ABOARD THE PAPAL PLANE (AP) — Pope Francis on Monday endorsed the use of force to stop Islamic militants from attacking religious minorities in Iraq but said the international community — and not just one country — should decide how to intervene.
Francis also said he and his advisers were considering whether he might go to northern Iraq himself to show solidarity with persecuted Christians. But he said he was holding off for now on a decision.
In other comments to journalists returning from South Korea, Francis confirmed he hoped to travel to the United States in September 2015 for a possible three-city tour: to attend a family rally in Philadelphia and to address Congress in Washington and the United Nations in New York.

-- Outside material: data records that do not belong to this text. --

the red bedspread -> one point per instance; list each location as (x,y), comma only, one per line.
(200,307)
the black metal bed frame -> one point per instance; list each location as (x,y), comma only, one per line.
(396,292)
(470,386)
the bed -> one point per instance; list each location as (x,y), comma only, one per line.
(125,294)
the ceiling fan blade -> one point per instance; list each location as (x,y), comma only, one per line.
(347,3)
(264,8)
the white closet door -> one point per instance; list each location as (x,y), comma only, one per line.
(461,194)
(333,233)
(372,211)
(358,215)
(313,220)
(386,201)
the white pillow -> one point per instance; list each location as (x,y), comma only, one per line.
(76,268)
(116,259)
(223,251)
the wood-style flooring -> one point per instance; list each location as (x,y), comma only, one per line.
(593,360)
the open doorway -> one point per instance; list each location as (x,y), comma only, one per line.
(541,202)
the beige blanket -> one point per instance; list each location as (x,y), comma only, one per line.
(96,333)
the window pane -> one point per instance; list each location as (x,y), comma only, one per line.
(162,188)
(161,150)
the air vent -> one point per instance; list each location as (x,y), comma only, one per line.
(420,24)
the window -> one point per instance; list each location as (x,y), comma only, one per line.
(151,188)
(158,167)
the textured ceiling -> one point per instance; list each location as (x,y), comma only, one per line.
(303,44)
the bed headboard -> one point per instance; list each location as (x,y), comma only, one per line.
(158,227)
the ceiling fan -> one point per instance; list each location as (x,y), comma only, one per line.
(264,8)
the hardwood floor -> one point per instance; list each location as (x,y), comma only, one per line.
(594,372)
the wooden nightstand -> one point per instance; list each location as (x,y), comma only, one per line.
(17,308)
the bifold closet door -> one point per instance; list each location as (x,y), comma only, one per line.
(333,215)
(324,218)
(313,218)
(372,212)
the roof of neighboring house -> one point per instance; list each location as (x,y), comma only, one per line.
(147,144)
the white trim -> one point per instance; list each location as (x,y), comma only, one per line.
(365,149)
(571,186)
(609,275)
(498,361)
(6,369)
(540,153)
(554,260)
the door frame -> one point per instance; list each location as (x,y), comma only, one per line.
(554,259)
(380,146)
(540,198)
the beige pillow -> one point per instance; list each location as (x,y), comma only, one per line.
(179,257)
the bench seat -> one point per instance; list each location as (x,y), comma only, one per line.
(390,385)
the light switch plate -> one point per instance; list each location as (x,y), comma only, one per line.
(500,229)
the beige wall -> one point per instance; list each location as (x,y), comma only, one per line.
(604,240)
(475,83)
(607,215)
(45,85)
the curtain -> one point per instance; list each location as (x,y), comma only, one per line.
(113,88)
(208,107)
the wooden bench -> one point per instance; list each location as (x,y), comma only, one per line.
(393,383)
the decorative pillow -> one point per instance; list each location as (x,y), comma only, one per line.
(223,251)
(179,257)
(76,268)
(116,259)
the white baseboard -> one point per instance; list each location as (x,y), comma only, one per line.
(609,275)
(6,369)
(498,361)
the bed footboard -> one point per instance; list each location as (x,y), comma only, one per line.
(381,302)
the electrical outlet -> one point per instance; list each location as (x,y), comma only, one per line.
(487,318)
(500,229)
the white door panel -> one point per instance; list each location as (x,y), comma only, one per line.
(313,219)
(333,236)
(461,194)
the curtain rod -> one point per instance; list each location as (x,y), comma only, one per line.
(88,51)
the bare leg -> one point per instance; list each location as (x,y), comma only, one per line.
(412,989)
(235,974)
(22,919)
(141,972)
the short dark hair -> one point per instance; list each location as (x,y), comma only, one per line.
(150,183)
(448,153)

He said a Mexico stop on that trip was possible but not decided yet. He also said he might make one-day visit to Spain next year.
On Iraq, Francis was asked if he approved of the unilateral U.S. airstrikes on militants of the Islamic State who have captured swaths of northern and western Iraq and northeastern Syria and have forced minority Christians and others to either convert to Islam or flee their homes.
"In these cases, where there is an unjust aggression, I can only say that it is licit to stop the unjust aggressor," Francis said. "I underscore the verb 'stop.' I'm not saying 'bomb' or 'make war,' just 'stop.' And the means that can be used to stop them must be evaluated."